While there was some drama, the actual outcome of the Senate Finance Committee's vote to approve its health care reform bill was never really in doubt. By a vote of 14 to 9, the Committee approved the bill with all Democrats and one Republican, Olympia Snowe of Maine, saying yes. The drama was two-fold: a) would Snowe agree or hold her powder dry until the floor debate to improve her ability to bargain for changes; and b) would Ron Wyden (D-OR) and/or Jay Rockefeller (D-WV) vote no or hold their vote to protest the absence of the public plan. Neither possibility materialized, but the "drama" could merely have shifted from the Committee to the Senate floor. The Finance Committee approval of health reform set in motion the next step in the process, as the Senate Democratic leadership began the process of melding the Finance and HELP Committee bills. Majority Leader Harry Reid is working with Finance Chairman Max Baucus, HELP Vice-Chairman Christopher Dodd and Chairman Harkin to hammer out a single bill, and three issues appear the most contentious: the Finance Committee's weak individual mandate vs.
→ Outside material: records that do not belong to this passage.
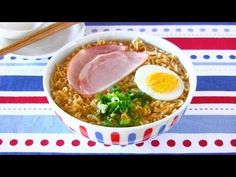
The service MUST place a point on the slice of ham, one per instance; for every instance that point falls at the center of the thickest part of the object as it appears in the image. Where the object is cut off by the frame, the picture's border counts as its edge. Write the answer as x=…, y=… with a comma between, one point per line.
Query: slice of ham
x=85, y=56
x=107, y=69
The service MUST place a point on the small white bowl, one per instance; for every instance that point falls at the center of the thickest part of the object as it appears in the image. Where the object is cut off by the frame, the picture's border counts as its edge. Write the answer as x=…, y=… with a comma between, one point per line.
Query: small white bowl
x=113, y=135
x=17, y=30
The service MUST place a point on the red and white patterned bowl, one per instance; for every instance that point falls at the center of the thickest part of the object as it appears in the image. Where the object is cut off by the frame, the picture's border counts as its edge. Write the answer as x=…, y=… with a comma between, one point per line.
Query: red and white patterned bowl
x=120, y=136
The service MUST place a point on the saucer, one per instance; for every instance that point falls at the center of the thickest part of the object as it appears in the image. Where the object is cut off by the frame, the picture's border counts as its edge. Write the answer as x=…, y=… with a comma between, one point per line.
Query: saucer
x=50, y=44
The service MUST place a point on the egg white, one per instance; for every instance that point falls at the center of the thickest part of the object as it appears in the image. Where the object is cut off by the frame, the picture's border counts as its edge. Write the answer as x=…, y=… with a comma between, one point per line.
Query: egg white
x=140, y=79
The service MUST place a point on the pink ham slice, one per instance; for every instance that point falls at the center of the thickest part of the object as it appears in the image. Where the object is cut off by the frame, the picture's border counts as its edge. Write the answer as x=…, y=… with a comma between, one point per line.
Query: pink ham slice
x=107, y=69
x=85, y=56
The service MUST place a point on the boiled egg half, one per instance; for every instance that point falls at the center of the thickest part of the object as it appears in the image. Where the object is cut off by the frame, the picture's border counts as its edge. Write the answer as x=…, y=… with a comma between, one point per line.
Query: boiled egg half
x=159, y=82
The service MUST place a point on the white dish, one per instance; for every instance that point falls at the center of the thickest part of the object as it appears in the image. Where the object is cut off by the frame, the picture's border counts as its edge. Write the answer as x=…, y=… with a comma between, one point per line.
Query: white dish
x=17, y=30
x=49, y=45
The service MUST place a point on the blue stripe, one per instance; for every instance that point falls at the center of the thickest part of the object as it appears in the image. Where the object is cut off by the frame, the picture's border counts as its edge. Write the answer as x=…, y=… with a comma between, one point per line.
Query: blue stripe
x=156, y=23
x=34, y=83
x=216, y=83
x=32, y=124
x=23, y=64
x=21, y=83
x=51, y=124
x=214, y=63
x=205, y=124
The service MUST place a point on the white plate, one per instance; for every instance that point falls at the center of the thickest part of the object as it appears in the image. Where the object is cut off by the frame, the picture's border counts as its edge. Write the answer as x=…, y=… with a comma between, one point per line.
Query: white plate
x=49, y=45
HELP's stronger one; a HELP public plan vs. the co-op approach from Finance; and the HELP employer mandate vs. no mandate from Finance.There are hundreds of subordinate issues as well, all of which translates into a contentious merging process that will likely delay debate on the floor to late October/early November.

Senate Democrats, led by Senator Stabenow (D-MI), will likely vote this week on a stand-alone bill to eliminate a scheduled 21 percent cut in physician Medicare reimbursement on a permanent basis. The one-year cost of this doctor "fix" in the current Senate Finance Committee bill is $10.9 billion; the permanent fix (buried in the House reform bill) would cost upwards of $250 billion. The idea behind this maneuver is to pull out a costly item from the health reform bill, which is supposed to be deficit-neutral, in order to free up more money to spend on other items or to reduce the total cost of health reform, e.g., the House Democrats want to get their bill under $1 trillion. While most agree that the payment level for physicians should be much more aligned to quality and performance, the debate will likely turn on whether Democrats can shift to the deficit another $250 billion in money for doctors without stirring up the American public.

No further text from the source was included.